The metric compares top-level fields between the expected and actual JSON outputs:
  1. Parse Inputs expected_output is parsed as a strict JSON object. actual_output is parsed leniently — the metric will attempt to extract a JSON object from markdown code fences (e.g., ```json ... ```) or surrounding text before parsing. If either cannot be resolved to a valid JSON object, the evaluation raises an error.
  2. Compare Fields For each top-level key in the expected output, check whether the same key exists in the actual output with an equal value. Comparison uses strict equality — type mismatches (e.g., string "30" vs number 30) count as non-matching. Nested objects are compared by deep equality.
  3. Compute Score The score is calculated as:
    score = 1 - (non_matching_fields / total_fields)
    
    Where total_fields is the number of top-level keys in the expected output, and non_matching_fields is the count of keys that are missing or have different values in the actual output.

Interpretation of Scores

  • 1.0 — All expected fields are present in the actual output with matching values.
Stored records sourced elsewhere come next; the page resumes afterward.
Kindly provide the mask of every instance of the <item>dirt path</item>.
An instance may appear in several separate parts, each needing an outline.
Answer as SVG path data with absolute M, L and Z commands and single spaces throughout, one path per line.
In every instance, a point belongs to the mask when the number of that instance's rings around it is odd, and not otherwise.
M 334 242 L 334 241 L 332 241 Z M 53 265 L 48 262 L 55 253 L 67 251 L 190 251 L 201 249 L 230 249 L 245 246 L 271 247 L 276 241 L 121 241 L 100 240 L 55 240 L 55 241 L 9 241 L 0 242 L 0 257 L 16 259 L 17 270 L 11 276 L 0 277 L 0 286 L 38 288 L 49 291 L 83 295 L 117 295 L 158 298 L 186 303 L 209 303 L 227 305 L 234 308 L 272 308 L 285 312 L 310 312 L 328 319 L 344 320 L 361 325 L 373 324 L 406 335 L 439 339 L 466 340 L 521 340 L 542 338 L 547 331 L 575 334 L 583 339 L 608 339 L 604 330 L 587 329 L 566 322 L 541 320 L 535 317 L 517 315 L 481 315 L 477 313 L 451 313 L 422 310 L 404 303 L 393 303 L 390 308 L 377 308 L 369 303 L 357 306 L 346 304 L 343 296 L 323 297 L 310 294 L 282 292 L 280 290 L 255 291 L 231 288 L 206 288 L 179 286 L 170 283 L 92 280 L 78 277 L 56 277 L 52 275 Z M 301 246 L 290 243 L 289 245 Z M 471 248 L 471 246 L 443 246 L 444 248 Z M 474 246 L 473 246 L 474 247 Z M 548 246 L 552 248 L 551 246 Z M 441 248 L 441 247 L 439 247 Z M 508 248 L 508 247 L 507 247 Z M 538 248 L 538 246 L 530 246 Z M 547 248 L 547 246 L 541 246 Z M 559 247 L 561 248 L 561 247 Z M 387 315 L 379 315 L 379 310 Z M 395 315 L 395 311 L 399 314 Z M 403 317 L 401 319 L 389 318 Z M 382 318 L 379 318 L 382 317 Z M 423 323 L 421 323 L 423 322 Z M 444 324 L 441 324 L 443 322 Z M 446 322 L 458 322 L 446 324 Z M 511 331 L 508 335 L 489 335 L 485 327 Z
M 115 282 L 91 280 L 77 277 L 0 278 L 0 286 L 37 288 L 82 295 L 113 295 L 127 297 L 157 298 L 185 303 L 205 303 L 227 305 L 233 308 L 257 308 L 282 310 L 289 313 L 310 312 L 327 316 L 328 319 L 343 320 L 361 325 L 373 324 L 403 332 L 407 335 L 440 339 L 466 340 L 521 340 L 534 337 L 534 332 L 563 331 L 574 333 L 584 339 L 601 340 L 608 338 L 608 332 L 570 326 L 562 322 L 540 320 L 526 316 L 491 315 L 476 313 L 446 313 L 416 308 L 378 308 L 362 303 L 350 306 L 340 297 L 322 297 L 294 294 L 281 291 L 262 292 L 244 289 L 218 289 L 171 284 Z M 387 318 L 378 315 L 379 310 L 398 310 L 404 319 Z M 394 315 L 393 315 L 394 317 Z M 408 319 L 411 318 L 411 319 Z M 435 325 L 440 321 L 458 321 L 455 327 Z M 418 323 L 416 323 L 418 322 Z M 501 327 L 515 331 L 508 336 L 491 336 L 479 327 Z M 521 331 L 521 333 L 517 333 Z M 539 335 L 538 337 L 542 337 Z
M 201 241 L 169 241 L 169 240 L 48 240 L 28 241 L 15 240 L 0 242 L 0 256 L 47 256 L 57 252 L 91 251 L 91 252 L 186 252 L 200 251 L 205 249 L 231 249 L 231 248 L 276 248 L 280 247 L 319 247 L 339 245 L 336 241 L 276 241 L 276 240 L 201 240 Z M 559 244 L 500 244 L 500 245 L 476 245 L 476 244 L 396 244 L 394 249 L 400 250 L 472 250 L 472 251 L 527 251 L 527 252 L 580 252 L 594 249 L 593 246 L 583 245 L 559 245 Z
Also returned when the expected output is an empty JSON object {}.
  • 0.5 — Half of the expected fields match.
  • 0.0 — No fields match.
Extra keys in the actual output that are not in the expected output are ignored. Missing keys in the actual output count as non-matching.

Suggested Test Case Types

Use JSON Field Match when evaluating:
  • Structured extraction tasks where the model outputs a JSON document with specific fields.
  • Form-filling or slot-filling agents where each field must match independently.
  • API response validation where the expected output is a known JSON structure.
  • Golden dataset evaluations where partial credit is useful (e.g., 3 out of 4 fields correct).